Encyclopedias are like journalism: It’s better when they are open

Anyone who grew up with the Encyclopedia Britannica could be forgiven for getting a little misty-eyed about the legendary publication doing away with its printed version after more than two centuries, even if the move seems unsurprising (and more than a little late). But memories of those old, dusty volumes aside, there is no question that the creation of a storehouse of knowledge about the world is far better done via a networked and distributed model like Wikipedia’s than with a centralized and proprietary approach like Britannica’s — as we are finding with journalism and the news business, knowledge-building gets better when there are more people involved. The process may be chaotic, but the result is superior.

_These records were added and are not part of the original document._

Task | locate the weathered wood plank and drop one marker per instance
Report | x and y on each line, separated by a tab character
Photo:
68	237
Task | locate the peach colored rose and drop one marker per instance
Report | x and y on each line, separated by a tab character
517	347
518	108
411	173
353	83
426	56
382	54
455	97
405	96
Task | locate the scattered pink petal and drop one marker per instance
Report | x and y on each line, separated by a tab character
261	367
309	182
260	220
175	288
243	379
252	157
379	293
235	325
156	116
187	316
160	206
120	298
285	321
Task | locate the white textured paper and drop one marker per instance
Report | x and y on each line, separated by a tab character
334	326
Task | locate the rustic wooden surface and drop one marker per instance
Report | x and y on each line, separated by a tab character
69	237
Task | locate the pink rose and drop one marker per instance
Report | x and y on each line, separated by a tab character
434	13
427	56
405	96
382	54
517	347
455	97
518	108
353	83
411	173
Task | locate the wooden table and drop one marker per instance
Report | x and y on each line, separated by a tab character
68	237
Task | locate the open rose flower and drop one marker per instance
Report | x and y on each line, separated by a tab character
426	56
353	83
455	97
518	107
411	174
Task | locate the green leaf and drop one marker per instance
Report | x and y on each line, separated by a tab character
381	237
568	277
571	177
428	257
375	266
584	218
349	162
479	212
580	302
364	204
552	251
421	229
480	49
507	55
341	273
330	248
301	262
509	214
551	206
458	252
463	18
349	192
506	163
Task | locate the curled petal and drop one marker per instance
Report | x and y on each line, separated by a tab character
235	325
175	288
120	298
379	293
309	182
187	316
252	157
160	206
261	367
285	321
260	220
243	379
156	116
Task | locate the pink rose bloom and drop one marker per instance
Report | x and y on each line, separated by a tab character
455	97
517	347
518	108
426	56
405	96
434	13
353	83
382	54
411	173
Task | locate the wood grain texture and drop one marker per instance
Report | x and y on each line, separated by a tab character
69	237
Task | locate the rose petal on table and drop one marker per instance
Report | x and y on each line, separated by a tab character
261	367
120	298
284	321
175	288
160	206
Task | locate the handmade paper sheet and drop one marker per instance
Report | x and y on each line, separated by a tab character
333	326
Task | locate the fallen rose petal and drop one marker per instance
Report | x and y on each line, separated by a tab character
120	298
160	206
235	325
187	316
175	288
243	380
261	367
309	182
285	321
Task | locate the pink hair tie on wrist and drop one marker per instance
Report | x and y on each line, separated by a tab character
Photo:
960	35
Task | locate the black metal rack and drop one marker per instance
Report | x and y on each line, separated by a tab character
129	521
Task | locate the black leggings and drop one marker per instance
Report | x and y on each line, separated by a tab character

Like the disappearance of public telephone booths, Britannica’s decision to shut down its printing presses and stop selling its 32-volume sets is one of those sign-post moments in the shift from analog to digital content — something that is usually unsurprising when it happens, because by that time it has become obvious to virtually everyone that the world has moved on (so obvious that some thought Britannica stopped printing a long time ago), but is nevertheless worth taking note of. While telephone booths might be nostalgia items for many — particularly Doctor Who fans — for many more people the new world of telecommunications is much better.

Aggregating knowledge via the web is superior in virtually every way

If you were to suggest now that a printed volume that took years to produce and involved only a small group of contributors (and, at $ 1400, cost so much that many families could not afford to buy one) was the best way of distributing knowledge about the world, you might get some agreement from printophiles, but most people would probably laugh. Obviously, searching the web via Google and finding information through online sources like Wikipedia is the best way of doing that — not only is it free (absent the cost of Internet access), but the information you get is constantly updated: the Wikipedia entry on the Britannica was edited 51 times within hours of the announcement.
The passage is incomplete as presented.